The given expression involves a sequence with a limit as $n \to \infty$:

$\lim_{n \to \infty} \left( \frac{3}{4} + \frac{5}{16} + \frac{9}{64} + \dots + \left( \frac{1}{4^n} + \frac{2^n}{4^n} \right) \right).$

Let's break this down step by step:

1. The terms appear to follow a pattern:

   • First term: $\frac{3}{4}$
   • Second term: $\frac{5}{16}$
   • Third term: $\frac{9}{64}$
   • General term: $\frac{k^2}{4^k}$, where $k$ is the position of the term (for $k \geq 1$).

2. The limit expression includes an additional term at the end, which is the sum of: $\frac{1}{4^n} + \frac{2^n}{4^n} = \frac{1}{4^n} + \left( \frac{2}{4} \right)^n = \frac{1}{4^n} + \frac{2^n}{4^n}.$ Simplifying the second term: $\frac{2^n}{4^n} = \left( \frac{1}{2} \right)^n.$

3. The entire sequence resembles a series where each term has the form $\frac{k^2}{4^k}$ plus the remaining terms involving powers of $\frac{1}{4}$ and $\frac{1}{2}$.

Limit Calculation:

The series involves a combination of decreasing terms as $n \to \infty$. Let's analyze the behavior:

• The terms $\frac{k^2}{4^k}$ decrease rapidly as $k \to \infty$ because $4^k$ grows much faster than $k^2$, making each successive term smaller.
• The additional terms $\frac{1}{4^n}$ and $\frac{2^n}{4^n}$ tend to 0 as $n \to \infty$, since both powers of $4$ and $\frac{1}{2}$ decay to 0.

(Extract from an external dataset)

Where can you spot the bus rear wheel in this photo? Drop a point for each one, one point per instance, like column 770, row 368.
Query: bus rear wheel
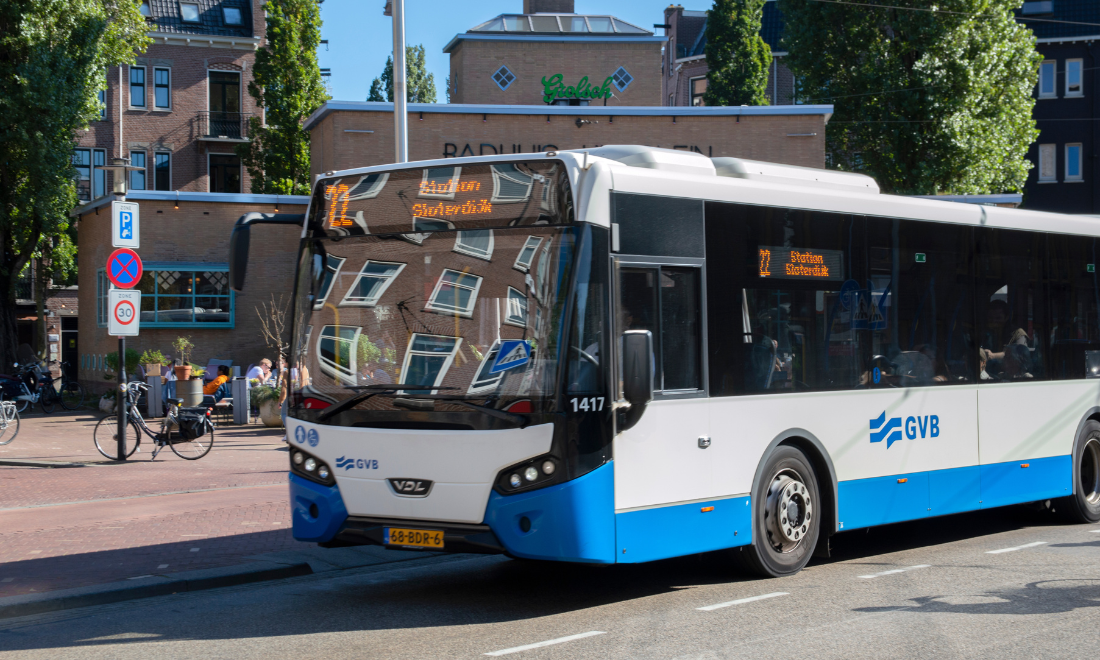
column 1084, row 505
column 785, row 512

Therefore, the entire expression converges to a limit, and since all terms decay to 0, the limit of the sequence is:

$\boxed{1}.$

Would you like more details or have any questions?

Related Questions:

1. How do we prove the convergence of the series $\sum_{k=1}^{\infty} \frac{k^2}{4^k}$?
2. What is the behavior of the general term $\frac{k^2}{4^k}$ as $k \to \infty$?
3. Can the series be summed using any special formulas for power series?
4. How does the inclusion of $\frac{1}{4^n} + \frac{2^n}{4^n}$ affect the convergence?
5. What techniques can be used to find limits of similar sequences involving exponential decay?

Tip:

For sequences involving powers, always check the rate at which terms decay, especially for powers like $4^n$ or $2^n$, as they often lead to zero in limits.